Pandemia wywraca do góry nogami zwyczaje zakupowe Polaków, nawet w kategoriach, w których dotąd zmieniało się niewiele. W efekcie choć konsumenci długo nie chcieli się przekonać do kupowania produktów spożywczych online, to z powodu wirusa i ograniczeń na zakupach wielu postawiło na taką opcję.
Czytaj także: Polacy szturmują e-sklepy. Największy wzrost w Europie
Efekt jest ogromny, jak wynika z danych firmy GfK Polonia, w pierwszym półroczu 33 proc. gospodarstw domowych kupiło podstawowe produkty spożywcze czy chemiczne w internecie, co oznacza wzrost ich liczby o ponad 50 proc. Dodatkowo ich wydatki w tym kanale zwiększyły się aż o 53 proc., zostawiając daleko w tyle inne rodzaje sklepów. Nawet zawsze niemające konkurencji dyskonty mogą się pochwalić wzrostem wydatków konsumentów w tym kanale jedynie o 18 proc. Zyskują też osiedlowe supermarkety i małe sklepy.

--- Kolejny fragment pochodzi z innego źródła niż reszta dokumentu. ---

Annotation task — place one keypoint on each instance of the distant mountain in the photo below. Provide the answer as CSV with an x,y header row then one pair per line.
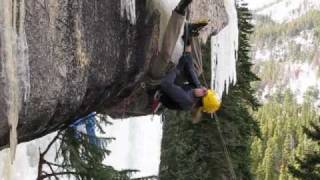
x,y
286,52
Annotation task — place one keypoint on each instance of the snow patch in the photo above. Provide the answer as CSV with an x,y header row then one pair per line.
x,y
137,144
286,10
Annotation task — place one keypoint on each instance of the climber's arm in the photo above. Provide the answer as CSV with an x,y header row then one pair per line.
x,y
192,76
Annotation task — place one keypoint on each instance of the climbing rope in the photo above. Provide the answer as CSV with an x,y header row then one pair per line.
x,y
225,149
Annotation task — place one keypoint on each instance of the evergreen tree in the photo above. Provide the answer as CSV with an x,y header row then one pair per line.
x,y
195,151
308,168
79,158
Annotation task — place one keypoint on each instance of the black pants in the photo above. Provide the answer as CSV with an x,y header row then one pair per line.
x,y
180,96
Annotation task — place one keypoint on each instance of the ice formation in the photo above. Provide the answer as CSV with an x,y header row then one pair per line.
x,y
224,47
15,64
128,10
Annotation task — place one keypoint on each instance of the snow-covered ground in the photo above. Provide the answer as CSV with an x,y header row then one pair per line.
x,y
283,10
296,74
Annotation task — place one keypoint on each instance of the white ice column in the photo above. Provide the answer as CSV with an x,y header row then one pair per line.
x,y
224,47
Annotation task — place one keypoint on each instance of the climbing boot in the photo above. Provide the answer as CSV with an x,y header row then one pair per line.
x,y
195,27
182,6
192,30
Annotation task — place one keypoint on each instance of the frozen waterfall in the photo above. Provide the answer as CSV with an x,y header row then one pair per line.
x,y
224,47
15,72
128,10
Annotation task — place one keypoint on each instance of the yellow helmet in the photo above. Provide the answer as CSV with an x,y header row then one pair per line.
x,y
211,102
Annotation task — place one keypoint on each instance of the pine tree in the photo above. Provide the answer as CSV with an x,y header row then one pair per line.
x,y
308,168
81,159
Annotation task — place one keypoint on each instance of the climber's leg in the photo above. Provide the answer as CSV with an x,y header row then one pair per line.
x,y
183,98
160,66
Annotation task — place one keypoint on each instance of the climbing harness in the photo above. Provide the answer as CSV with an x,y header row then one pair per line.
x,y
225,149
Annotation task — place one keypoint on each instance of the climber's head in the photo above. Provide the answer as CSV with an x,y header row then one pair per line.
x,y
210,102
200,92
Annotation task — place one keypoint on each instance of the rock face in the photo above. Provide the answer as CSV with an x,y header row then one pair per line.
x,y
84,57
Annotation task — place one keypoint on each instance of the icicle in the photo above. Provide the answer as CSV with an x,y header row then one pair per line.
x,y
128,9
224,47
15,64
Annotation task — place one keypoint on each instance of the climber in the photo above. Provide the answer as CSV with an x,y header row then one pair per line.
x,y
180,89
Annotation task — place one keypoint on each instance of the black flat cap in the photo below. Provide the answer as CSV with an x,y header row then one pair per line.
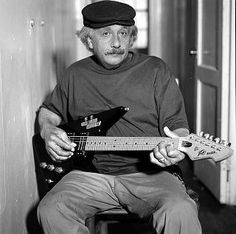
x,y
105,13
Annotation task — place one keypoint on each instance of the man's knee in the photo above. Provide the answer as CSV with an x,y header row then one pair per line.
x,y
47,209
177,214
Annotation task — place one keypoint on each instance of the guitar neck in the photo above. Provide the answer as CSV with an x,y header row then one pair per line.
x,y
97,143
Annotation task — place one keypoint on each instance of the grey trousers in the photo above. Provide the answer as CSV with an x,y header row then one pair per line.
x,y
159,197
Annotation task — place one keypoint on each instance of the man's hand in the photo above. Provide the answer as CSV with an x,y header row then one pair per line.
x,y
165,155
57,144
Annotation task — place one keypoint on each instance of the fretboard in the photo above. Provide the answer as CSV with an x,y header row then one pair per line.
x,y
98,143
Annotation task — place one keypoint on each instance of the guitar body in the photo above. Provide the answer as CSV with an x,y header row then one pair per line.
x,y
93,125
89,135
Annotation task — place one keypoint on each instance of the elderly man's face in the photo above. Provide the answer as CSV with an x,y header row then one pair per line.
x,y
111,45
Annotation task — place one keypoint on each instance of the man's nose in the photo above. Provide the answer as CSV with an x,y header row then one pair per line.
x,y
115,41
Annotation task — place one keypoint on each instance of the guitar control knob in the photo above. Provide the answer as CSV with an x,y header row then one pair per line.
x,y
50,167
49,181
59,170
43,164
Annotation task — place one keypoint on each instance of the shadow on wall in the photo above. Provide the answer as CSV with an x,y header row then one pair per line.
x,y
32,224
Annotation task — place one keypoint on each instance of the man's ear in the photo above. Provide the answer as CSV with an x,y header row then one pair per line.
x,y
90,43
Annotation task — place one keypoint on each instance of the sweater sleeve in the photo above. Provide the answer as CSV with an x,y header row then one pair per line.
x,y
57,101
170,103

– Od początku pandemii kwestia bezpieczeństwa staje się coraz bardziej istotnym czynnikiem wyboru miejsca robienia zakupów, a e-commerce osiągnął już 1,5 proc. udziału w rynku – mówi Michał Maksymiec, dyrektor ds. współpracy z sieciami detalicznymi panelu gospodarstw domowych GfK Polonia. – Chociażby w dyskontach zakupy przebiegają w szybki i sprawny sposób, co także pozytywnie wpływa na doświadczenia konsumentów – dodaje.
Rosnące znaczenie bezpieczeństwa przekłada się również na mniejszą liczbę wizyt w sklepach. Częstotliwość odwiedzin w pierwszym półroczu br. spadła 12 proc. w ujęciu rocznym.